This post is part of my series on free will.
One of the great things about Ekstrom's Free Will is the way she anticipates objections. There were many times as I was reading the book that I started to think, "But what about...?" and almost immediately found her posing the same question and answering it. At the end of Chapter 4, she gives a whole list of potential objections to her approach. She doesn't pitch herself softballs, either - she does a great job of putting the opposing case as strongly as possible. For the most part, I think she succeeds in answering these objections.
The most difficult issue she faces is the problem of control. The indeterminism in a libertarian account has to occur somewhere - but where should it go?

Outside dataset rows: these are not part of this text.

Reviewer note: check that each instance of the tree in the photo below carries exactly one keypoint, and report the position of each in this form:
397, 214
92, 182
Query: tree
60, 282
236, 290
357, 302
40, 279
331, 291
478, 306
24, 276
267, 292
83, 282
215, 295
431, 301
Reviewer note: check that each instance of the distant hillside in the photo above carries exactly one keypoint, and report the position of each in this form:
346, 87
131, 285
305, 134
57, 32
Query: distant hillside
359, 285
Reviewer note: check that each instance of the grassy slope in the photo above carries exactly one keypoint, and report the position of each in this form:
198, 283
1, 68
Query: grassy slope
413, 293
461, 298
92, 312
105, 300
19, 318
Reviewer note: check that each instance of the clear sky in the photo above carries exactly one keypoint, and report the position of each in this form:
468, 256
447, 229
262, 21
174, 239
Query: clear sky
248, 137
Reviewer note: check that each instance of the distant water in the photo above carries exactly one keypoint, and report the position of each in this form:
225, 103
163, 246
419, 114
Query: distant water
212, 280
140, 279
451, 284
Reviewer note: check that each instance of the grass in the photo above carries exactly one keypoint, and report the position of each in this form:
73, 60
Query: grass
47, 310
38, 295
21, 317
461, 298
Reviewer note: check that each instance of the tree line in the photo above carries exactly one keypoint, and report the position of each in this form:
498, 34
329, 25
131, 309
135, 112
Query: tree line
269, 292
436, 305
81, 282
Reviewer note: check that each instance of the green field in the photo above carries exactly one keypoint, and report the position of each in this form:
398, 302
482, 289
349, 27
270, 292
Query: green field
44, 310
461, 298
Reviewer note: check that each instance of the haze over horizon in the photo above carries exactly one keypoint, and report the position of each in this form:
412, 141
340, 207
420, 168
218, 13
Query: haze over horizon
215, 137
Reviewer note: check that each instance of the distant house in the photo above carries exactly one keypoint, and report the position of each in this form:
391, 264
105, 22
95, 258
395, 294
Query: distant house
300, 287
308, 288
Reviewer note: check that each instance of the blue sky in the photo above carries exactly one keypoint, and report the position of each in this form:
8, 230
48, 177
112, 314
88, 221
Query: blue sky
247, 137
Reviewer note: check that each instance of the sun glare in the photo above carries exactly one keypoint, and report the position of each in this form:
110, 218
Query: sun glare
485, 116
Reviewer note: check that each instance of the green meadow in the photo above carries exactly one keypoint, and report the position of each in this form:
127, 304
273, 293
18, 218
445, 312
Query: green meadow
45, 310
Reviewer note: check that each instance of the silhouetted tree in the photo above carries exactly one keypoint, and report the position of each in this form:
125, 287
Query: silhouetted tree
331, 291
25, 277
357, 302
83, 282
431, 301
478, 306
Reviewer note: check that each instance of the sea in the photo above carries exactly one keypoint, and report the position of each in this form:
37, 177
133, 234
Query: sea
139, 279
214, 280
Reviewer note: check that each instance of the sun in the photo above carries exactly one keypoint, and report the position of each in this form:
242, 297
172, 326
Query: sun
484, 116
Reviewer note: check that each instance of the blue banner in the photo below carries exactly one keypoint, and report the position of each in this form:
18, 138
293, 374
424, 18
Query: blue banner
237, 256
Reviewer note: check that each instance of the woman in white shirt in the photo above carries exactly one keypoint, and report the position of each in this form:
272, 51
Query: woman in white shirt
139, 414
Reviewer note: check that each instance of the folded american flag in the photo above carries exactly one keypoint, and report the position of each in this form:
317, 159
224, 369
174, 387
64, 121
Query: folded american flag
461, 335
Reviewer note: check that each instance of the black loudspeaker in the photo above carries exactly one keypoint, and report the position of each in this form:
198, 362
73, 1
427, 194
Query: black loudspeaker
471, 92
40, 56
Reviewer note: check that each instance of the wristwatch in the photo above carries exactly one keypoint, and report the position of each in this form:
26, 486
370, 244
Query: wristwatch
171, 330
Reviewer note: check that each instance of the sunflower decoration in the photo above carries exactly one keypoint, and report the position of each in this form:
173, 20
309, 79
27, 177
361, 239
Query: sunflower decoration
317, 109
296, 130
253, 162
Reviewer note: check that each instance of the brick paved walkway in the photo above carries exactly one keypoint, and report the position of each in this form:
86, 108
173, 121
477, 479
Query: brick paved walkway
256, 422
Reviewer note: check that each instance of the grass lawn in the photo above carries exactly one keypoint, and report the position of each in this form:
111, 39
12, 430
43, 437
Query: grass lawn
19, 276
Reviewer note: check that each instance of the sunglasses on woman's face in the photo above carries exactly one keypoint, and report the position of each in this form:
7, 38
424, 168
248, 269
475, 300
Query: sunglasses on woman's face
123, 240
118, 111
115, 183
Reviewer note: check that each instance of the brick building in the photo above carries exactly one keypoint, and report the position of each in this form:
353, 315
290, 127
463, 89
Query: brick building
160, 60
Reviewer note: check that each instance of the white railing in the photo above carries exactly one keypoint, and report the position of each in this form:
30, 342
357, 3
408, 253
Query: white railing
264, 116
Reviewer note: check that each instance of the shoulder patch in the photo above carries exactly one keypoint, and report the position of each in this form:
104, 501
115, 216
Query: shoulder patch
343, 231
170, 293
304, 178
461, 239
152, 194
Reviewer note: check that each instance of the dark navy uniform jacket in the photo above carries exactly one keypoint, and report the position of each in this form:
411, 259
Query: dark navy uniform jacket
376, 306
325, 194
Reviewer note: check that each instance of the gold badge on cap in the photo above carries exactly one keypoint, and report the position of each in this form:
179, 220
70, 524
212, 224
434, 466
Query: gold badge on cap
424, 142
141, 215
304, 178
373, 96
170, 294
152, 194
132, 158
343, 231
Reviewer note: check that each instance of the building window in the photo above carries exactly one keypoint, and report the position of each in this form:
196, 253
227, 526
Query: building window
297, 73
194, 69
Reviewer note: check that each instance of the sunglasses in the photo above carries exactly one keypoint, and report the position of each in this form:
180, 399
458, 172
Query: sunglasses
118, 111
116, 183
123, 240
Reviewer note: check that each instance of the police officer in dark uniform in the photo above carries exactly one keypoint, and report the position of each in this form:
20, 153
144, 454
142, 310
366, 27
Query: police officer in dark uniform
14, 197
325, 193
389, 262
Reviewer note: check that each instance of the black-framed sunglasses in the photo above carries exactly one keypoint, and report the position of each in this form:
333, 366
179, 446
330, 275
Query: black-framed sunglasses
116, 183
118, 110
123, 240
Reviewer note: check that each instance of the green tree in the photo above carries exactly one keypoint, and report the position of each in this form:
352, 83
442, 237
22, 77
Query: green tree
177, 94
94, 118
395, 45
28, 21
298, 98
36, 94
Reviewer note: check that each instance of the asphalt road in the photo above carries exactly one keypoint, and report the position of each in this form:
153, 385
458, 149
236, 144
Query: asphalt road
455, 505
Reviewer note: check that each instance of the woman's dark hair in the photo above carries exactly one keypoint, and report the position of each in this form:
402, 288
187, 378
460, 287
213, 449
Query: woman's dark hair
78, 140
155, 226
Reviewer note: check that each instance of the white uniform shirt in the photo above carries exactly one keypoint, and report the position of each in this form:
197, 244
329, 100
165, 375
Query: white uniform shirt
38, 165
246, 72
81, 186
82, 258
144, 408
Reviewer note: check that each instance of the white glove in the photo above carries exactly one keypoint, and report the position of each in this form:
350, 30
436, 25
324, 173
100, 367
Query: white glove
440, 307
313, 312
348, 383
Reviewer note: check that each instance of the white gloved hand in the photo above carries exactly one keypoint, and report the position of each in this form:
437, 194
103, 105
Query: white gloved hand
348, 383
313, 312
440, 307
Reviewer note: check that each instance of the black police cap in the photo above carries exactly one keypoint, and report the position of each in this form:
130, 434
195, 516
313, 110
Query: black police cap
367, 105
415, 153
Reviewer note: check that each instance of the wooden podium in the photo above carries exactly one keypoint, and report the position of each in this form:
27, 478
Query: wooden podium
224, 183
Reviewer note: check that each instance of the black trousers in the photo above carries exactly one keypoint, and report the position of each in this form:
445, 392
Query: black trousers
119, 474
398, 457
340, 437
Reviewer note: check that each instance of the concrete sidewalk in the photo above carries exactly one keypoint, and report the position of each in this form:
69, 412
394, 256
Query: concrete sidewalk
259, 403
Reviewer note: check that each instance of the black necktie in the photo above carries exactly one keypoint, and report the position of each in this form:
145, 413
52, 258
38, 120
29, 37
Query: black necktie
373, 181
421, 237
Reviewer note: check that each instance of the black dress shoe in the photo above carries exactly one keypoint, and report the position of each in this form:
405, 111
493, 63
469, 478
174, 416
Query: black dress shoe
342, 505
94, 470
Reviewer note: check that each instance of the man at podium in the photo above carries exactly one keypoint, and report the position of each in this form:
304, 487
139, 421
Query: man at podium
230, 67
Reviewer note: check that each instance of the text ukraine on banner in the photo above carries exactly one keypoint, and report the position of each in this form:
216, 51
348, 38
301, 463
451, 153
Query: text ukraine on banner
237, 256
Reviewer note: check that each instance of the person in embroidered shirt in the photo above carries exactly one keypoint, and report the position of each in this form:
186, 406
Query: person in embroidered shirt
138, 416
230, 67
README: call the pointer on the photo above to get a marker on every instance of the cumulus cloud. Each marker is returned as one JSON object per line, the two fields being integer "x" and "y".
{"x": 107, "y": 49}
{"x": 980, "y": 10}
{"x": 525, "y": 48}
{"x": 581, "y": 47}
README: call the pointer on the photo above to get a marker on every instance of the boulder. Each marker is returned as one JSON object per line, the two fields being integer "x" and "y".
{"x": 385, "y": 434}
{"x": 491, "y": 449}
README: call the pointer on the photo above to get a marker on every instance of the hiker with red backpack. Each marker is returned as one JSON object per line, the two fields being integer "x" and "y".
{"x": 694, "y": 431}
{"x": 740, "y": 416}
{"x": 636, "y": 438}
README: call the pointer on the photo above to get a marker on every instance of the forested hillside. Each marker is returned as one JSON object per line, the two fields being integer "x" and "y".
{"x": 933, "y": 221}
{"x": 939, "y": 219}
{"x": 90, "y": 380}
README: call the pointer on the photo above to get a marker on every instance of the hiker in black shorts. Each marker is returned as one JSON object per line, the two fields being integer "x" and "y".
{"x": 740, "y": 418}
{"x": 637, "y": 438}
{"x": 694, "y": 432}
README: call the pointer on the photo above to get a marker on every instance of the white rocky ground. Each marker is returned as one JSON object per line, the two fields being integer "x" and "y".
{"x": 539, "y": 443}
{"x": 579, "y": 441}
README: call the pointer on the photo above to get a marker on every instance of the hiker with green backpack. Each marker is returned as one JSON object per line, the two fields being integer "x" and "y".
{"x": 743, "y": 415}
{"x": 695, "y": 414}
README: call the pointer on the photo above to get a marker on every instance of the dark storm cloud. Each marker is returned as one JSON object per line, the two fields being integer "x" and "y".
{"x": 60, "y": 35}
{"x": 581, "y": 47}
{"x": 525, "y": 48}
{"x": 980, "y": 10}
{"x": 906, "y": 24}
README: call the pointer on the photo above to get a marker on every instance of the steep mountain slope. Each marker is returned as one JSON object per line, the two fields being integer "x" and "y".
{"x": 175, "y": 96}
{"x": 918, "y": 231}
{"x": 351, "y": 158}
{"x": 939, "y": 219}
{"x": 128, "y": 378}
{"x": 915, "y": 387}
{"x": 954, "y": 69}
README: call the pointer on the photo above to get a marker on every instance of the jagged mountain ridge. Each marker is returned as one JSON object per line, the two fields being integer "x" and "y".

If there is indeterminism in the process of deliberation, so that it is a matter of chance whether some consideration occurs to the deliberator, then the outcome of the deliberation seems to be a matter of pure luck, rather than something that is under the deliberator's control (p. 121). Likewise, if there is randomness after the deliberation is complete, then we have the same problem. So the only logical place for indeterminacy to occur is during the deliberation process itself. This all seems correct to me.
But then, given the same mental state before the deliberation begins and the same external inputs, the deliberator could come to a different conclusion. This, of course, is what the libertarian wants: the possibility of different outcomes. But if the outcome is not determined by the state of the deliberator or the external inputs, then it seems to be still out of the deliberator's control. Ekstrom sees this, and effectively punts: you have to have indeterminism somewhere, she says, or revert back to determinism - which she has already rejected.
Ekstrom makes no attempt to explain why there should be indeterminism at this point, apart from a brief comment that it might arise via amplification of quantum randomness (p. 124, citing Robert Kane). She just insists that we must have indeterminism to have free will, and it must occur in this way if it is to make any sense.
Kane's approach has the opposite problem. He locates the indeterminism in quantum events occuring in the brain, so we know why (in the reductionist sense) the indeterminism is there. But this puts it too early in the causal chain - random quantum events in the brain are outside the control of the agent, and so their outcomes are purely a matter of luck. (Dennett argues this point against Kane in Freedom Evolves.)
So it seems that indeterministic accounts of free will have a serious problem: We can get indeterminism from quantum physics, but we can't get it where we need it for free will.